Jimmy Archibald

Personal information
- Full name: James Mitchell Archibald
- Date of birth: 18 September 1892
- Place of birth: Falkirk, Scotland
- Date of death: 25 January 1975 (aged 82)
- Place of death: Waltham Forest, London
- Height: 5 ft 8+1⁄2 in (1.74 m)
- Position(s): Wing half

Youth career
- 0000 –1912: Motherwell Hearts

Senior career*
- Years: Team / Apps / (Gls)
- 1912–1914: Camberslang Rangers
- 1914: Bellshill Athletic
- 1914–1919: Motherwell / 52 / (19)
- 1919–1922: Tottenham Hotspur / 24 / (1)
- 1922–1923: Aberdare Athletic / 30 / (2)
- 1923–1926: Clapton Orient / 49 / (1)
- 1926–1927: Southend United / 0 / (0)
- 1927–1928: Margate Town
- 1928: Chatham
- 1929–1930: Tunbridge Wells Rangers / 36 / (2)
- 1930–1931: Ashford

= Jimmy Archibald =

Scottish footballer

James Mitchell Archibald (18 September 1892 – 25 January 1975) was a Scottish professional footballer.

Falkirk-born Archibald initially played as a centre-forward. He was a Lanarkshire Juvenile League and Scottish Juvenile Cup winner in 1912 playing with Motherwell Hearts and played for the Scottish Juvenile Association representative team. The following season he moved on to Glasgow Junior Football League club Camberslang Rangers where he played for two seasons. In July 1914 he joined Bellshill Athletic but within a few months, in October 1914, he signed with senior level Scottish Football League First Division club Motherwell. He scored on his debut later that month in a 1–1 draw at St Mirren. He played with Motherwell for five seasons which coincided with World War I and during this period converted to playing as a wing-half.

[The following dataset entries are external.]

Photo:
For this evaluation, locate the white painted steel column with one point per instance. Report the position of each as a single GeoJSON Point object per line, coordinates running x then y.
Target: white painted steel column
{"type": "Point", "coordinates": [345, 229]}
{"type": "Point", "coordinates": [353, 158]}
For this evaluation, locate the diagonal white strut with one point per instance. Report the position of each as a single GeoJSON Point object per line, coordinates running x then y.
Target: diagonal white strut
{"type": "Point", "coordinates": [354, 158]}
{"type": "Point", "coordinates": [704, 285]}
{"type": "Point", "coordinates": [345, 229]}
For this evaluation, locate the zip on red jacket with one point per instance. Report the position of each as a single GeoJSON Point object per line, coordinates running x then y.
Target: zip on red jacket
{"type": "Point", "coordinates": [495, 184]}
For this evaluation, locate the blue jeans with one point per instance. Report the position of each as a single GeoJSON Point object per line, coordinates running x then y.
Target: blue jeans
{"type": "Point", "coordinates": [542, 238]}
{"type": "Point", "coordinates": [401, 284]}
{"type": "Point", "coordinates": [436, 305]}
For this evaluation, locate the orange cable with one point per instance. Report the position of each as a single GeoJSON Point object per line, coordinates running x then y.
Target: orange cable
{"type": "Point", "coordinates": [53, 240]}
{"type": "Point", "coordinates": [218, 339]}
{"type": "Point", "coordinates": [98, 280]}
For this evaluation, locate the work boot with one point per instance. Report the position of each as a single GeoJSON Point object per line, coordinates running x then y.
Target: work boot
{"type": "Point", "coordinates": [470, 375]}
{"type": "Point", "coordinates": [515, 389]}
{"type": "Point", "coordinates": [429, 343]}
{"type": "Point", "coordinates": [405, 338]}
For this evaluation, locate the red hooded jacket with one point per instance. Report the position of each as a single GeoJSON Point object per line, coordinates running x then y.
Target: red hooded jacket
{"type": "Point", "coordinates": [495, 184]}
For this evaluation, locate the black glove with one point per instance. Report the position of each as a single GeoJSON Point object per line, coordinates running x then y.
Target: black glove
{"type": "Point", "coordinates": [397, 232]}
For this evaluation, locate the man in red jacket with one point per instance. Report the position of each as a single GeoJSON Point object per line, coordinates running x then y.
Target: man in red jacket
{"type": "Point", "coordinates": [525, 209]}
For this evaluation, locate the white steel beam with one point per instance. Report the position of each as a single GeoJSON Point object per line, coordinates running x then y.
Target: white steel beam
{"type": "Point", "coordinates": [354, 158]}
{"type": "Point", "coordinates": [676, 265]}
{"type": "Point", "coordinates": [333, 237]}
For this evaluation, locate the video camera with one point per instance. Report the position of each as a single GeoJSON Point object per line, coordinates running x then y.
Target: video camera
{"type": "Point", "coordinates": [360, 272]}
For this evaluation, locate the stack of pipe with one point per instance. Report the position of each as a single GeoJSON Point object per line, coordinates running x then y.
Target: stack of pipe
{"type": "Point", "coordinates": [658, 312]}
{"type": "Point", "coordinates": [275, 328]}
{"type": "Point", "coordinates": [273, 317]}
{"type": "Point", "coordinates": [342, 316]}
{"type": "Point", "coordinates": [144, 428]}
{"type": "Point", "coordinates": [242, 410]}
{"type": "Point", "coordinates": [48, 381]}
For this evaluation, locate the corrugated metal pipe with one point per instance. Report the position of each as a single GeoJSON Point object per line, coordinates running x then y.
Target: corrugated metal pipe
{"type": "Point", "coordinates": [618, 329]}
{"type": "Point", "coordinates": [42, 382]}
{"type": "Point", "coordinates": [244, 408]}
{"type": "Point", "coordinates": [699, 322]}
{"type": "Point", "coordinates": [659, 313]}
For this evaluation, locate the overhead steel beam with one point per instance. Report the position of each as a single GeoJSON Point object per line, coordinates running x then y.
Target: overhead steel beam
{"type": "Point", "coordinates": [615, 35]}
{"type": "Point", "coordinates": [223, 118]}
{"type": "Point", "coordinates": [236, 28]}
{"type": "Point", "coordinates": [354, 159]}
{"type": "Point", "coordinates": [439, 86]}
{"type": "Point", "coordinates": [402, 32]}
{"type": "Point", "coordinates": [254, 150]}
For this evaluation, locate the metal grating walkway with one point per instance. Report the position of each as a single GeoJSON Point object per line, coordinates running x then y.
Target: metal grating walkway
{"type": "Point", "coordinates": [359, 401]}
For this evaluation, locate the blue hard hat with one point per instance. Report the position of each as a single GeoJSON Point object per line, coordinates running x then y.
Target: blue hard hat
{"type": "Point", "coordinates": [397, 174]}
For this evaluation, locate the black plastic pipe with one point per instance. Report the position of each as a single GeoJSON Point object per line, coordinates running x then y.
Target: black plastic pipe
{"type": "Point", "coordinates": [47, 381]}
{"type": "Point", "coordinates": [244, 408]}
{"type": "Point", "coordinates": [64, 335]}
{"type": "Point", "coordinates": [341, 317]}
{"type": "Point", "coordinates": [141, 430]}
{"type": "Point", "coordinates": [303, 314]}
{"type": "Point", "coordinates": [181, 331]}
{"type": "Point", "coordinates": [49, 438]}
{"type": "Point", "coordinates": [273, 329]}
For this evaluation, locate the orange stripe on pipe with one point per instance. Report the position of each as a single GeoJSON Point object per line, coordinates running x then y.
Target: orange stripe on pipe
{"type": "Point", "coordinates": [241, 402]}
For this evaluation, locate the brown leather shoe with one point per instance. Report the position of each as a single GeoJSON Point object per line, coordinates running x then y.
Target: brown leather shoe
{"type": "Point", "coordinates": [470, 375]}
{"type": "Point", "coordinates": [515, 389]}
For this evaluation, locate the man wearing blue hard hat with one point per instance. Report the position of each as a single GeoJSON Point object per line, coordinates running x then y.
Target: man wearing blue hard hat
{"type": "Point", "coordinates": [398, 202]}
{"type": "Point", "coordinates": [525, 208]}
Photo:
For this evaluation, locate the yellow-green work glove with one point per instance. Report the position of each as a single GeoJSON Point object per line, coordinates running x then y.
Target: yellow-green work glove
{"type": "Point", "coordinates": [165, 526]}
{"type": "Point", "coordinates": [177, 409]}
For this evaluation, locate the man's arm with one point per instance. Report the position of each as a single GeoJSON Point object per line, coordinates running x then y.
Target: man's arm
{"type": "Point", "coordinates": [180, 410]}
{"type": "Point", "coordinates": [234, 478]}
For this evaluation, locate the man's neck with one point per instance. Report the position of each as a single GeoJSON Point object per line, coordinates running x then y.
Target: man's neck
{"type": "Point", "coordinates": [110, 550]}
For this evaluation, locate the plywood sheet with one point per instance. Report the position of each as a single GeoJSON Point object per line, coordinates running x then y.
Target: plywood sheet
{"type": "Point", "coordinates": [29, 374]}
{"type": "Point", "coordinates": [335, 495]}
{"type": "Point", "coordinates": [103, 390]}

Archibald moved to Tottenham Hotspur in the summer of 1919, making his debut in the 1919–20 season in which Spurs were Champions of the Football League Second Division. Over three seasons he played 24 league games, scoring once, before in the summer of 1922 moving to Aberdare Athletic of the Football League Third Division South. Thirty league games and two goals over the 1922–23 season resulted in a move to Clapton Orient. He played 52 times for Orient, 49 games in the Football League Second Division scoring once, and three games in the FA Cup. He was made available for transfer by Orient in May 1926 and subsequently in the following September joined Southend United.

He left Southend without playing in their first team and in December 1927 joined non-league Margate Town who, with Archibald playing in their team, were the 1927–28 Kent League runners-up. In September 1928 he was on a month's trial with Chatham and for the 1929–30 season he was with Tunbridge Wells Rangers. He played regularly in the first half of the following season with Kent League newcomers Ashford.

Archibald died on 25 January 1975 in Waltham Forest, London.